4/9/10

Un nuevo intento

Comencé las clases en la escuela “Virgen de la Paloma” pasado el verano, con quince años cumplidos.

De las cuatro estaciones del año, la que más recuerdos me evoca es la estival. Mis sentidos quedaron impregnados de sensaciones imborrables como: la siesta obligada después del diario hablado de las dos, que imponía al vecindario un respetuoso—que tanto me costaba— silencio solidario; el olor a tierra húmeda que emanaba al regar la calle, para aplacar el “fuego” del verano, “Madrid nueve meses de invierno y tres de infierno” decían los lugareños; el griterío de los juegos de los más menudos; el corrillo que formábamos los adolescentes en torno al narrador afortunado, que había visto la última “peli” de guerra; el palpitar acelerado de mí corazón, ante la presencia del primer amor “platónico”, se llamaba Pili…
Todos aún los puedo visionar y sentir con cerrar los ojos, pero hay uno que recuerdo con gran placer, tal vez fuese el que me incubó el placer de la oratoria.
Al caer la tarde con las primeras sobras de la noche, los vecinos del “41” y algunos otros, sacaban silla y banquetas a la calle y se sentaban en la entrada de la taberna formando un amplio círculo. Se contaban historias reales o inventadas de las que eran protagonistas. Estas pláticas duraban hasta bien entrada la noche. A mí me producía un placer inenarrable, algún día yo también seré—pensaba— el protagonista de una historia. Me había matriculado en la escuela en el horario nocturno, de manera que pudiera compatibilizar las dos condiciones que lo hacían posible: ayudar a los abuelos en la taberna y cuidar de mi hermana.

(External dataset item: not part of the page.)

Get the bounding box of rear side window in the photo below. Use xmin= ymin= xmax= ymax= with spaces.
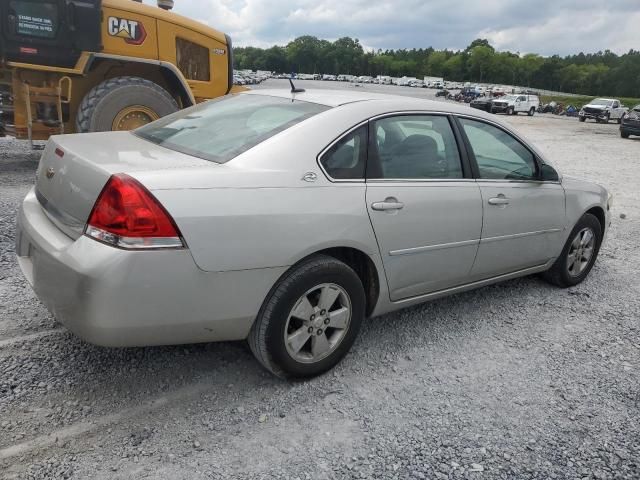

En las clases de teoría: Matemáticas; Física y Química; Gramática y Literatura; Historia de España; Tecnología y las dos “marías” la F.E.N (formación del espíritu nacional) y Religión.—en el aula éramos unos veinte alumnos cuyas edades oscilaban entre los quince y los veinte años, el más joven de todos era yo— descubrí con agrado que los conocimientos que poseía me permitían obtener buenas notas, en relación al resto de los demás compañeros, algo que se invertía cuando se trataba de las prácticas de taller, a pesar del interés que le ponía.

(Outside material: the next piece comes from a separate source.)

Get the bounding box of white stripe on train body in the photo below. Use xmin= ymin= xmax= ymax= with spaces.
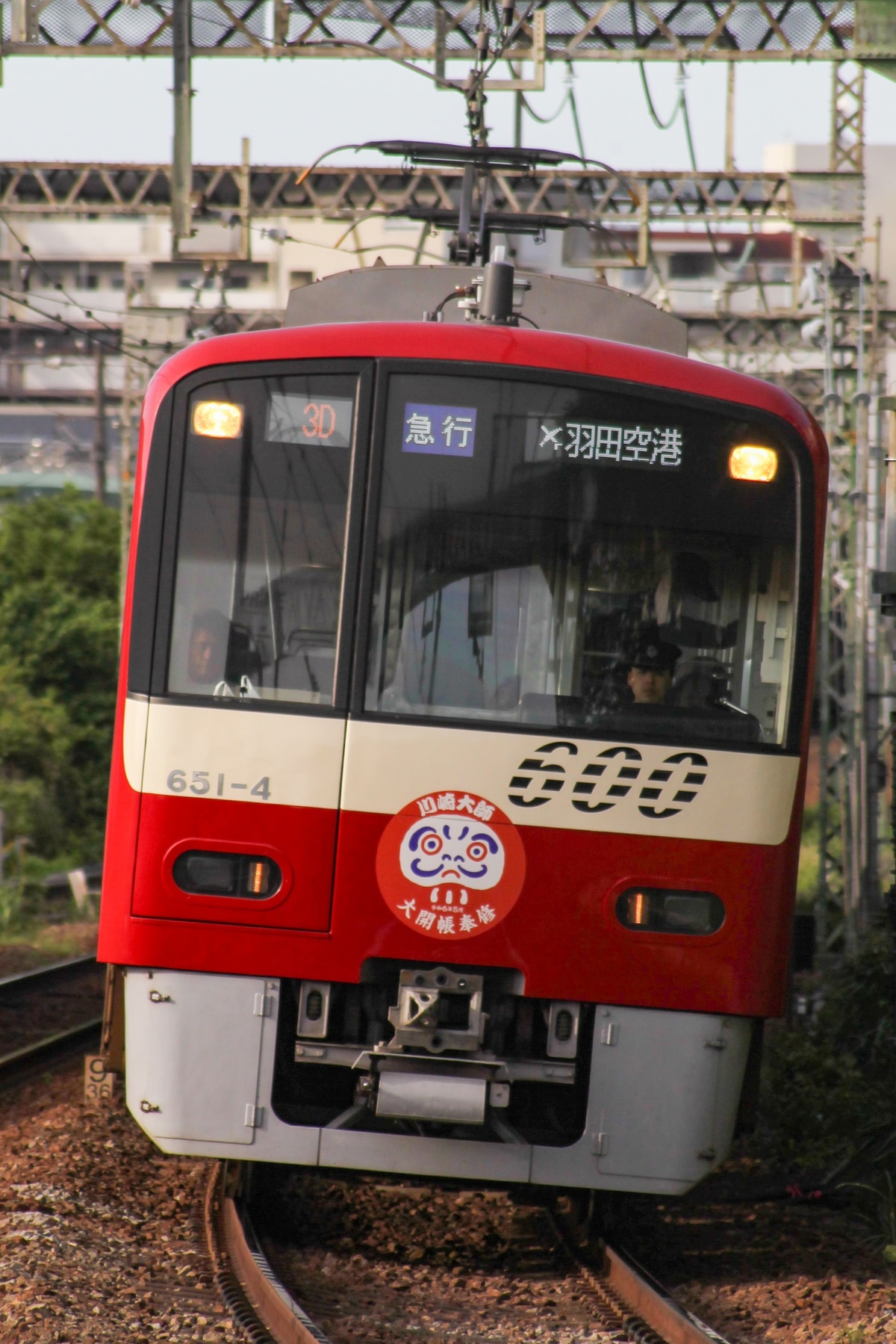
xmin=124 ymin=698 xmax=799 ymax=846
xmin=125 ymin=967 xmax=751 ymax=1195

Algunas veces pienso que no es fruto de la casualidad, mi apellido Guerrero, sí no el reflejo nominal de un condicionante natural que me impulsa a ser contestatario. El profesor que nos daba la F.E.N, era, como no, falangista, pero la verdad es que no le recuerdo dogmático, supongo que se vio en la obligación de dar esa materia por su condición de “ser” y le vino ni que al pelo para ganarse un sobresueldo en aquellos tiempos de necesidad. Otra cosa era el de religión, la impartía un sacerdote salesiano de la orden de San Juan Bosco, que regían la escuela de Artes y Oficios de la Virgen de la Paloma. Todos acataban, con más o menos entusiasmo, la clase de Religión, todos menos yo “el rebelde sin causa”. Esta actitud contestataria de cuestionar lo divino en pro de lo humano me acarreó no pocos problemas.
Después de todo un curso de esfuerzo, no era fácil para mí simultanear las labores en la taberna y cuidados de la “Merche”—como comúnmente la llamábamos a mi hermana— con los estudios, pero la ilusión de la vuelta a clase, y lo que era más importante, tenía una posibilidad de convencer a mi padre de que sí servía para estudiar, me daban fuerzas para hacer frente a cualquier dificultad. Por fin llego Junio y con él los exámenes, saqué buenas notas en teórica y aprobé de misericordia las prácticas, pero poco dura la dicha en la casa del pobre, mí tozudez con el cura de religión me generó un suspenso, lo que significaba en aquellos años que, si no aprobabas en Septiembre la asignatura, no podía pasar al curso siguiente ni continuar en la escuela.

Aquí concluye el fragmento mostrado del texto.